11ª Estación: Jesús es clavado en la cruz
La lección suprema y difícil sobre la fidelidad la aprendemos en grado supremo en la escuela de la cruz. Allí el Maestro nos imparte una lección, no con palabras, sino con el ejemplo de su vida. Con el ruido ensordecedor del martillo clavando, se vienen a la memoria las palabras de la Escritura, ¡tantas!, que hablan de la fidelidad; recuerdan que Dios es Fiel, no se vuelve atrás ni se retracta de su alianza ni de su promesa de salvación: “así sabrás que el Señor tu Dios es Dios: el Dios fiel que mantiene su alianza y su favor con los que lo aman y guardan sus preceptos” (Dt 7,9).
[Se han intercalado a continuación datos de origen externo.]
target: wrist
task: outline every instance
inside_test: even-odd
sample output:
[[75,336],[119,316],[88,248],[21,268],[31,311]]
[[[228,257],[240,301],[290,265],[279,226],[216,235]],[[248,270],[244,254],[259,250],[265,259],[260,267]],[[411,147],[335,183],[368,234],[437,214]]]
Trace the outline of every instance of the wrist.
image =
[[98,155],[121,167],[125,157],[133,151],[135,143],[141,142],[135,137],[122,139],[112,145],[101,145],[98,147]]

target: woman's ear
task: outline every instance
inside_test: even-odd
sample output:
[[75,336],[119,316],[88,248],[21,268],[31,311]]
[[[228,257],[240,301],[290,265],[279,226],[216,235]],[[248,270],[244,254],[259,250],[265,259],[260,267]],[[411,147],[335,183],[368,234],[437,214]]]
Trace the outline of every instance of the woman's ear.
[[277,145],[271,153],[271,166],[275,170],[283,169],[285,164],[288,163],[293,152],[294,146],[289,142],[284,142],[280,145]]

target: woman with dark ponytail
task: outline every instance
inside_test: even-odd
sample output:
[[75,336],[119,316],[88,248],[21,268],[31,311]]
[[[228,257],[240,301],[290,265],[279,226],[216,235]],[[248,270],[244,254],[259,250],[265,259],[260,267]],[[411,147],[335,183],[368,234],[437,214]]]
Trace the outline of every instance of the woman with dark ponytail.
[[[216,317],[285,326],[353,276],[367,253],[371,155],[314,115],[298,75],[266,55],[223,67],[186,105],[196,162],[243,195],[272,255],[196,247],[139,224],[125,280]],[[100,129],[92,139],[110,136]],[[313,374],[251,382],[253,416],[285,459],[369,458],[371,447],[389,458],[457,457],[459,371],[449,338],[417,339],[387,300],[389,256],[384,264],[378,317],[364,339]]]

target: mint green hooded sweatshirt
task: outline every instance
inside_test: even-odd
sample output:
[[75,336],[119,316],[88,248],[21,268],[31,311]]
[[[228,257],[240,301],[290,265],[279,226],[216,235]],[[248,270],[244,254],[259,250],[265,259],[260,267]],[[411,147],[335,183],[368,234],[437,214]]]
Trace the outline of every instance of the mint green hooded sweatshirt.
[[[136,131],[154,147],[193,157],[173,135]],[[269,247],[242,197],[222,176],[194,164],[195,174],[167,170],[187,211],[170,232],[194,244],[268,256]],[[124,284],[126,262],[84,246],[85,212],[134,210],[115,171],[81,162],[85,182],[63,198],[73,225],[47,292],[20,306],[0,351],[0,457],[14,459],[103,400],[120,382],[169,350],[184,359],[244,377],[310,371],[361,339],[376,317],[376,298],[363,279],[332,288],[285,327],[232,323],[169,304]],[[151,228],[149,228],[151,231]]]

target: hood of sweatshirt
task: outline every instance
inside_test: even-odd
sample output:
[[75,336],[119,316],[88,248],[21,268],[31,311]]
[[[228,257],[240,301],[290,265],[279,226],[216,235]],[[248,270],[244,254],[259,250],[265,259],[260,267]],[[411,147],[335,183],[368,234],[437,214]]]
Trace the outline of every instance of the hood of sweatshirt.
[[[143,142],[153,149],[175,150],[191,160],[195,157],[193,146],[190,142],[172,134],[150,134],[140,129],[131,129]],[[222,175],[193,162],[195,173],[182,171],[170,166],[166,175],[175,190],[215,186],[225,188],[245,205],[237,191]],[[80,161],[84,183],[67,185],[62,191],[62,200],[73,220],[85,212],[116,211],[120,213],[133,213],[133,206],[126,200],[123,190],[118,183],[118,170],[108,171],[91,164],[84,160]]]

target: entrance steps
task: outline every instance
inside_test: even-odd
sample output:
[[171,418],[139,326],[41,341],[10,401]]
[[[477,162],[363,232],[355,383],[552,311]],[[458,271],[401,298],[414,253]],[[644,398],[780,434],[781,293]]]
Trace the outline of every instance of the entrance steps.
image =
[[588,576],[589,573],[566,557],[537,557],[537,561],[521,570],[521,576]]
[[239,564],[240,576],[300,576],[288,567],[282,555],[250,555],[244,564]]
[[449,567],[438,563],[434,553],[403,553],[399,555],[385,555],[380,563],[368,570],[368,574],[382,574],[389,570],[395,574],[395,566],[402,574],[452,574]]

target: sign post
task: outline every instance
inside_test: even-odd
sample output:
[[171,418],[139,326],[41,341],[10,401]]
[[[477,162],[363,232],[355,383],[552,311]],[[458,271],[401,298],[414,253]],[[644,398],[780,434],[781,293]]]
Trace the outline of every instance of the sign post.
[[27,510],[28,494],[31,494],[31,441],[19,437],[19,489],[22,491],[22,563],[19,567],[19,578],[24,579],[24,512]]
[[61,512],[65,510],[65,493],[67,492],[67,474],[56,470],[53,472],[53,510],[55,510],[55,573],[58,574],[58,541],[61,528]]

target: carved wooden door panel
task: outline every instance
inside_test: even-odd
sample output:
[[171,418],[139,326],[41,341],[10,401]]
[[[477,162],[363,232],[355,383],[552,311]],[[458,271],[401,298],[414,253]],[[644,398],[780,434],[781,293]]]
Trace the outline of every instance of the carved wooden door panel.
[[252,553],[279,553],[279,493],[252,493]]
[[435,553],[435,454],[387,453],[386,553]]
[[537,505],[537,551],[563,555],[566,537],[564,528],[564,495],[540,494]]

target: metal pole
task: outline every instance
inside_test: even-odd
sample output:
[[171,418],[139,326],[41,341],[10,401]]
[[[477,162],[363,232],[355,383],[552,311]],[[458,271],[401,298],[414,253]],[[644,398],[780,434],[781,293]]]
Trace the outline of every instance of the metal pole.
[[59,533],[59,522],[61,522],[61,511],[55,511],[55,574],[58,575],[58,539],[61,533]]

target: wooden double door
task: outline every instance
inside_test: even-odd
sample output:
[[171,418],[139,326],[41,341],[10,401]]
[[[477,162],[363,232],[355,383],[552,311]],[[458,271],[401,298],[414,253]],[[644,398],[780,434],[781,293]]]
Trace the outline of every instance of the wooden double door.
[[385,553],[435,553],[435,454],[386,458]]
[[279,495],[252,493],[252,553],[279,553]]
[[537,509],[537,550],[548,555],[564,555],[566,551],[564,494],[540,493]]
El Nuevo Testamento reclama esa misma fidelidad a los discípulos de Cristo: “mantengamos firme la confesión de la esperanza pues fiel es el autor de la promesa” (Hb 10,23). Sabemos siempre que “si lo negamos, Él permanece fiel, porque no puede negarse a sí mismo” (2Tm 2,13). Y consuela oír a san Pablo decirnos: “Él os mantendrá firmes hasta el final... Dios os llamó a participar en la vida de su Hijo, Jesucristo Señor nuestro. ¡Y él es fiel!” (1Co 1,8-9). Pero... no olvidemos que mientras, como sonido de fondo, están clavando al Redentor en la Cruz. ¿Acaso no bastaría mirar esto para conocer que Él es fiel?
La virtud de la fidelidad hoy no está en alza. Como conlleva abnegación y sacrificio, la fidelidad apenas se encuentra y fácilmente se rompen compromisos, se falta a la palabra dada, se abandonan tareas o apostolados, se cambia de opinión y de criterios según las modas o intereses. El hombre se vuelve cambiante, casi sin principios, acomodaticio. Y aquí se juegan las tres fidelidades básicas: ser fiel a Dios, a los demás y a uno mismo. Permanecer, inasequible al desaliento, como Cristo clavado en la cruz.
La virtud de la fidelidad es el mantener el compromiso libremente aceptado y el empeño en terminar cualquier misión en la que uno se ha comprometido. La fidelidad es, como dice santo Tomás de Aquino, “cumplir exactamente lo prometido” (II-IIae, q. 80, a.1), confirmando de este modo las palabras con los hechos, y esto será posible en personas maduras, equilibradas, que nutren su fidelidad en la fidelidad de Dios y alimentan esa fidelidad en la entrega del Señor en la santa Misa.
La fidelidad requiere fortaleza y perseverancia. La fortaleza nos permite asumir riesgos que sean necesarios sin acobardarse ni claudicar y nos permite resistir pacientemente las dificultades o peligros o tentaciones que se presentan tantas veces. Quien es fuerte puede ser fiel, y no desistir ante la primera adversidad.
Pero junto a la fortaleza, la perseverancia, la cual es el esfuerzo de proseguir el compromiso o la tarea sin abandonarla o dejarla inacabada, sino llegar hasta el final, culminándola. La fidelidad a veces no se mantiene por la rutina o por el cansancio. Comenzamos pronto -sin calcular nuestras posibilidades y viviendo de ilusiones- muchas tareas, voluntariados, incluso apostolados (en catequesis, en Cáritas...) pero cuando pasado un tiempo veo que la realidad se impone y que me pide sacrificio, comienzo a faltar, voy poco a poco abandonando, presento torpes excusas; no soy fiel porque vivía en una mentira: mi propio egoísmo que nada conoce de compromiso, entrega y fidelidad.
Sin embargo, Cristo está siendo clavado en la cruz y jamás se desdice de su palabra ni rehuye de su compromiso, ni desiste por cansancio. Cristo está siendo clavado en la cruz: esa es su última lección sobre la fidelidad. Escucha los golpes secos mientras lo clavan en la cruz.